The results obtained through the medium of the Amusement Gallery greatly aids the Character-divers and others occupied with education, in rightly directing the child’s steps. The imposition of useless tasks, fatiguing to the children and perhaps injurious to the young intelligence, is thus avoided.
XXXV.
PRAYER.
“Forget not the source whence all blessings come.”
While stating that the prayers said by girls after their early meal are short, I ought to have added that the same rule is followed with regard to children of both sexes.
We even vary our forms of worship and services to suit different ages. Before my reign adults and children went to the same places of worship, repeated the same prayers, and listened to the same discourses, most of which being perfectly unintelligible to those of tender years, the evils and inconveniences resulting from the practice were very great. The children, finding the routine irksome, the constrained decorum required of them during a time which seemed to them never ending (for the services were then very long) was painful in the extreme, though they were sometimes relieved by turning their thoughts in other directions, perhaps to subjects irrelevant if not opposed to the ostensible object of the meeting.
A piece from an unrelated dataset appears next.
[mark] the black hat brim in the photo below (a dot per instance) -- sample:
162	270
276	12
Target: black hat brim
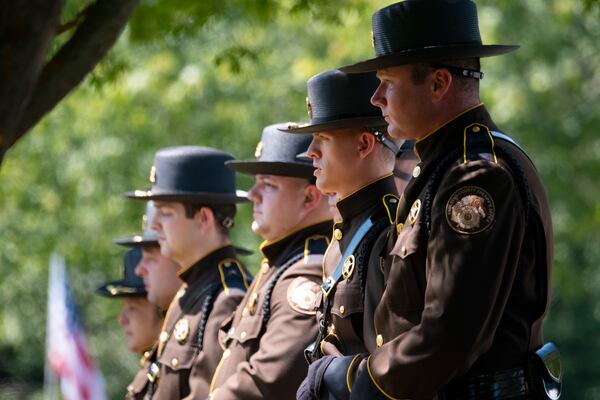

Thus pain and weariness became then and in after life naturally associated with the most sacred of duties, and generally those, who at an early age had been obliged to attend most regularly to an unintelligible and irksome routine, were in after life those who absented themselves most frequently from the place of worship. I have known some, and this will scarcely be credited, who from an early age had in obedience to their parents’ commands attended church with what was to them painful and monotonous regularity, and who, as soon as they were old enough to leave the parental jurisdiction, never entered a place of worship again until the day of their death, so great had been their stifled repugnance, created by the unnatural surfeit which had been inflicted upon them.
This was not all: the repugnance thus engendered often extended even to the faith itself which the prayers and discourses had been intended to inculcate, and led the way in after life to doubt and disbelief.
There was another though a secondary evil, attendant upon these old formalities. In our climate, where children are very susceptible, it happened that when on rare occasions any striking observation attracted their attention, they would put questions very difficult for their parents or preceptors to answer.